According to the latest report by Coyote Curve, the rates of the trucking freight including FTL dedicated truckload freight are soon going to increase as the months are heading into the holidays which is considered a peak season for the industry. When it comes to trucking freight, there are three concurrent points that are being monitored – first is the seasonal demand for the service, second is yearly procurement and the most elusive of the three which is market capacity.
These three are important determinants that aid professionals in the supply chain to determine patterns that are repeating more often which can result to a more improved supply chain as well as to make sound decisions when it comes to logistics. Based on the report of the Coyote Curve, the market is on the process of decline. One of the most recent proofs is the closing of the Spot Market Index at only -24.9 per cent. This is lower by 2.4 per cent compared to the forecast of the company.
The same report also states that the third quarter will result to an inflection point – this is when the demand is higher thus the spot market rates are also higher. This is in preparation for the last quarter which is the most hectic because of the holiday season.

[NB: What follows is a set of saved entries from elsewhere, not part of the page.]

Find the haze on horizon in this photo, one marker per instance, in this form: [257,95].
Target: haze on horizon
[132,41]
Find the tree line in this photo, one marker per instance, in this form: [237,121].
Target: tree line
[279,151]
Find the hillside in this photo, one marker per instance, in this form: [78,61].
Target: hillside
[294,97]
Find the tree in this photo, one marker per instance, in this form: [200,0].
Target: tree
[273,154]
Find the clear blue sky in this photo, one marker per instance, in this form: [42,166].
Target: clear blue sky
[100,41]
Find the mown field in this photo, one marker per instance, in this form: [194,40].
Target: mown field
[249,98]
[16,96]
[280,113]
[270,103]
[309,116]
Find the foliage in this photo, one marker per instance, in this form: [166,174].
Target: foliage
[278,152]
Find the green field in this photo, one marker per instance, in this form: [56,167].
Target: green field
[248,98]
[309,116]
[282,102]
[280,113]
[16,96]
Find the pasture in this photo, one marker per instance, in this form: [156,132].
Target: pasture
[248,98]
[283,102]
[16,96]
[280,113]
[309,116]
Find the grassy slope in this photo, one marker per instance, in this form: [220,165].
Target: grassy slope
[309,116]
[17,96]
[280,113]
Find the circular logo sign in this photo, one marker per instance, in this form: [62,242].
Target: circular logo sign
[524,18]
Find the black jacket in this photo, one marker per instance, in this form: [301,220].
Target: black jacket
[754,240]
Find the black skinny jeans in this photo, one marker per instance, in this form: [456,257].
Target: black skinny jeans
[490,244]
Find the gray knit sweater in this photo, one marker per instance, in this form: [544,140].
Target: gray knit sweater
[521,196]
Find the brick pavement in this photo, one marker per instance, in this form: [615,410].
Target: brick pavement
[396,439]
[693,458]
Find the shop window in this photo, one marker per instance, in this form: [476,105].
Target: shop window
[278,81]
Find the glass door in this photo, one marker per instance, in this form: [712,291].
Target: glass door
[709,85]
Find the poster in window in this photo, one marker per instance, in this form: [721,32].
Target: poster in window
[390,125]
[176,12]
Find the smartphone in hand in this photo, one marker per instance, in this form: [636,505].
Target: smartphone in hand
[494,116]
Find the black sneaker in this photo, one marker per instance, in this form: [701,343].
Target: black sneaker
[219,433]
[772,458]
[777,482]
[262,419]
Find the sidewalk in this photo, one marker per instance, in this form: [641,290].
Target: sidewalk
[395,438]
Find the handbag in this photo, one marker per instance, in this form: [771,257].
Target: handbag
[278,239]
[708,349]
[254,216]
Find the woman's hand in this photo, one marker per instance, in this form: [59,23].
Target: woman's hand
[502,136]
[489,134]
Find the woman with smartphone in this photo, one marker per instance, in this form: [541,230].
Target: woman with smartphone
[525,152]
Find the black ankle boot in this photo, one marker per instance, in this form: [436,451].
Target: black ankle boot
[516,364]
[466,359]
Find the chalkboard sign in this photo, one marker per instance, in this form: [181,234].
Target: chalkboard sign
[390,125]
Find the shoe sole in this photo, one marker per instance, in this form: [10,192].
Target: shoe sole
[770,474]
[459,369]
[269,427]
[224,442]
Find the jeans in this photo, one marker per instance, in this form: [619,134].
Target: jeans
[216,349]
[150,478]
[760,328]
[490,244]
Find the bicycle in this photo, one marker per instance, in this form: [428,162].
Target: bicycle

According to Chris Pickett, the chief strategy officer of Coyote, the market from 2017 to 2018 resulted to suffering for majority of the truckload shippers because the rates have increased and recorded to be the highest in history. He added that in the coming year, the same challengers might be faced by shippers. For 2019, the 190 degree turn of events has resulted to challenges for a number of carriers since they were not able to meet the truck orders and spoilt the original plans as a result.
The decline continues for the FTL dedicated truckload freight market but the report stated that the rate is starting to decelerate. This is good news since the decline is no longer a cause for worry but rather something great is to be looked forward to in the coming years.